Il se demande parfois comment il a pu se retrouver à travailler pour le gouvernement. Il a toujours été si doué en informatique, depuis sa plus tendre enfance. Thompson a réussi des exploits dans sa jeunesse. On lui prédisait un avenir très florissant. Il aurait pu réaliser tellement de choses, mais la vie en a décidé autrement.

A cause d’une erreur de jeunesse suite au piratage d’un site gouvernemental, il a été arrêté et aujourd’hui il en paye encore le prix. Il ne deviendra jamais l’hackeur de génie dont il a toujours rêvé. Tout ça à cause d’une faute de parcours. Il s’en veut énormément, mais quoi qu’il puisse dire, il lui ait impossible de modifier le passé. Il doit vivre avec cette erreur jusqu’à la fin de sa vie. Adieu la belle vie, les mannequins et les villas au bord de la plage.

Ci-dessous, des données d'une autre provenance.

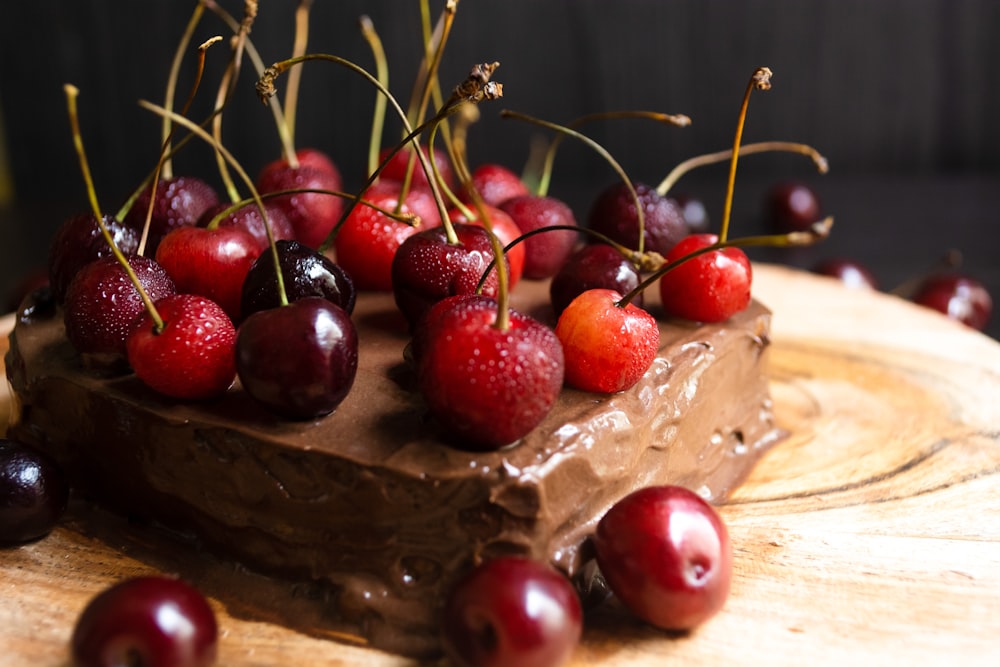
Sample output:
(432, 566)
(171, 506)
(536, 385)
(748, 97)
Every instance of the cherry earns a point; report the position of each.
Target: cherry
(544, 253)
(512, 611)
(147, 621)
(608, 346)
(960, 297)
(102, 304)
(180, 201)
(710, 287)
(506, 230)
(614, 214)
(248, 217)
(593, 266)
(427, 268)
(78, 242)
(488, 385)
(368, 240)
(33, 493)
(311, 214)
(848, 271)
(304, 271)
(395, 168)
(193, 356)
(792, 207)
(210, 262)
(298, 360)
(495, 184)
(666, 555)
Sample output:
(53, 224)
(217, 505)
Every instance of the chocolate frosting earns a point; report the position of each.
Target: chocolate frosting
(372, 503)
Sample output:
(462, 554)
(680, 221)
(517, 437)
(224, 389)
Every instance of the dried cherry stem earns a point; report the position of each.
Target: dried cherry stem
(72, 92)
(382, 74)
(168, 99)
(749, 149)
(760, 80)
(226, 155)
(295, 76)
(603, 152)
(817, 232)
(287, 145)
(677, 120)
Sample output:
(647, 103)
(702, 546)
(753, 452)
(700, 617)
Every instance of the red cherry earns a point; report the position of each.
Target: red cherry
(513, 612)
(368, 240)
(488, 386)
(506, 231)
(544, 254)
(312, 214)
(193, 357)
(298, 360)
(427, 268)
(666, 555)
(152, 621)
(608, 347)
(180, 202)
(960, 297)
(711, 287)
(210, 262)
(395, 169)
(495, 184)
(102, 304)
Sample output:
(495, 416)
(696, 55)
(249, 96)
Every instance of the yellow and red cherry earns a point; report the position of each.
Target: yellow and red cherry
(486, 385)
(666, 555)
(193, 355)
(608, 345)
(709, 287)
(512, 612)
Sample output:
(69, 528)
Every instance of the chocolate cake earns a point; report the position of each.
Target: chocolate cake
(372, 503)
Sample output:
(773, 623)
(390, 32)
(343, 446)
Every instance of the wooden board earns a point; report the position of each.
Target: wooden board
(870, 537)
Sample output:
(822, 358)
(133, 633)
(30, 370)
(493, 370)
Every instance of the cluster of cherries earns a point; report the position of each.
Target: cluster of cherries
(793, 205)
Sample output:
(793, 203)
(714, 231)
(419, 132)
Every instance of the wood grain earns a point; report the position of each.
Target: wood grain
(870, 537)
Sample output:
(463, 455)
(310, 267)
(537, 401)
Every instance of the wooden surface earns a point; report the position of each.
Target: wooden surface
(870, 537)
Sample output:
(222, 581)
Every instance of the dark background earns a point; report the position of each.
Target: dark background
(902, 96)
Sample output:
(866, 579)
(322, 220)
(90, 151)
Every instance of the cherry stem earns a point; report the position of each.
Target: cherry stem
(749, 149)
(382, 73)
(760, 80)
(175, 66)
(295, 76)
(287, 145)
(817, 232)
(639, 214)
(677, 120)
(222, 151)
(71, 94)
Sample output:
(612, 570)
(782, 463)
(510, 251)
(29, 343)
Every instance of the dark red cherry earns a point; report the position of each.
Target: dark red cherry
(711, 287)
(79, 242)
(958, 296)
(666, 555)
(792, 207)
(305, 272)
(102, 304)
(427, 268)
(487, 386)
(147, 621)
(848, 271)
(298, 360)
(512, 612)
(614, 214)
(495, 184)
(596, 266)
(33, 493)
(180, 202)
(544, 253)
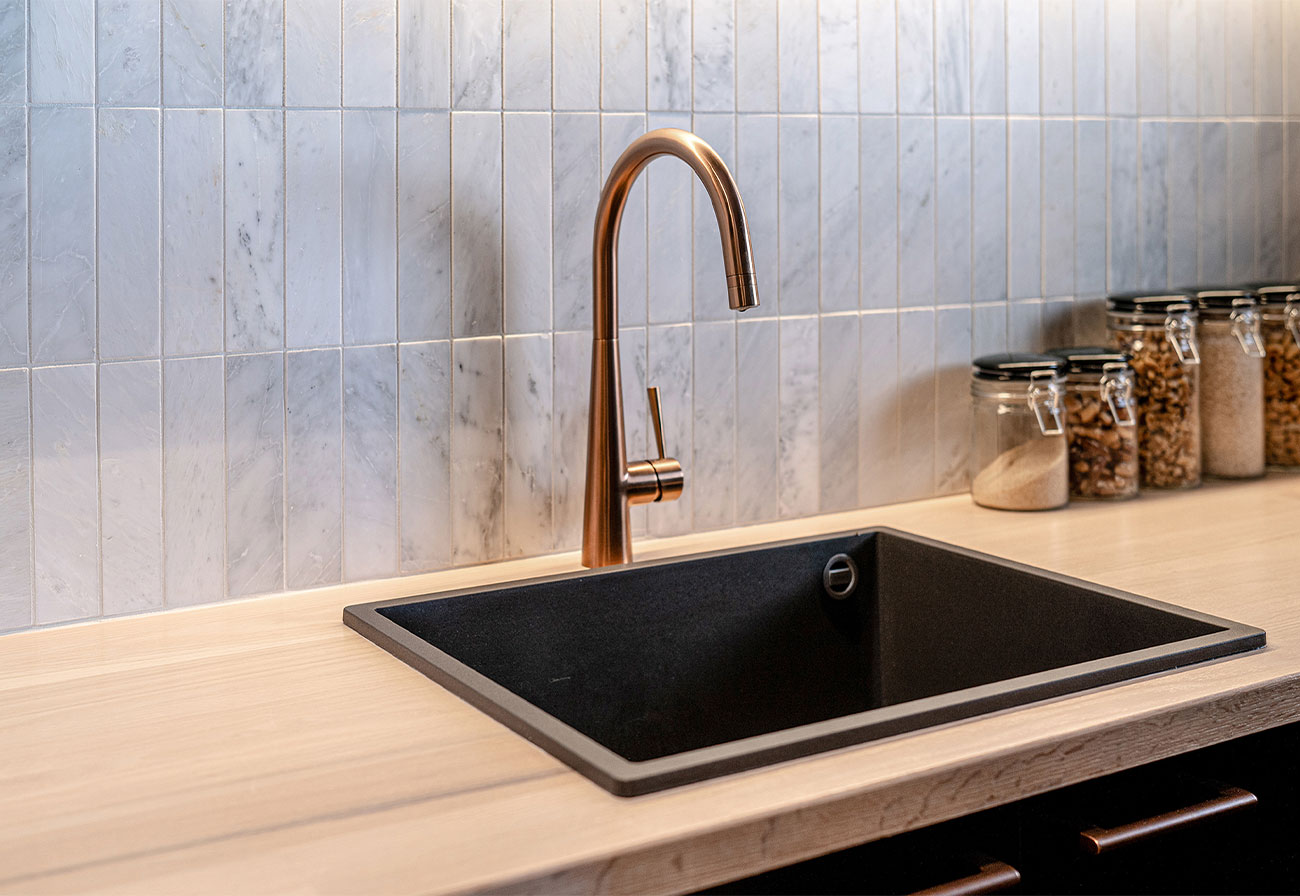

Le jeune homme donnerait tout pour disparaître et vivre de son talent dans un autre pays. Mais Cross lui fait trop peur. Il sait que s’il le désire, le directeur le retrouvera où qu’il se cache et qu’il lui ferait regretter sa décision de fuir.

Mais il s’est juré de ne pas finir sa vie dans cette agence. Il a des projets et compte bien les réaliser un jour. Pour le moment tout ce qu’il peut faire, c’est prendre son mal en patience et attendre que la roue tourne en sa faveur.

Il est tellement perdu dans ses pensées, qu’il ne remarque pas Constantine entrer dans son bureau et se diriger vers lui.

- Tu as ce que je t’ai demandé ? demande Constantine dans son dos.

En entendant la voix de l’agent, Thompson sursaute sous le coup de la surprise, en poussant un cri de surprise et faillit renverser sa boisson sur le clavier. Il se tourne vers le détective et secoue la tête en lui jetant un regard noir.

- Est-ce que vous pourriez arrêter de faire ça, s’il vous plait !

- J’avoue que c’est assez marrant, ça fonctionne à tous les coups ! Mais promis c’était la dernière fois. Les meilleures plaisanteries ont une fin dit Constantine, avec un large sourire moqueur sur les lèvres.

Thompson pousse un long soupir pour calmer les palpitations de son cœur.

- Tu as ce que je t’ai demandé ? répète le détective, une nouvelle fois à son interlocuteur.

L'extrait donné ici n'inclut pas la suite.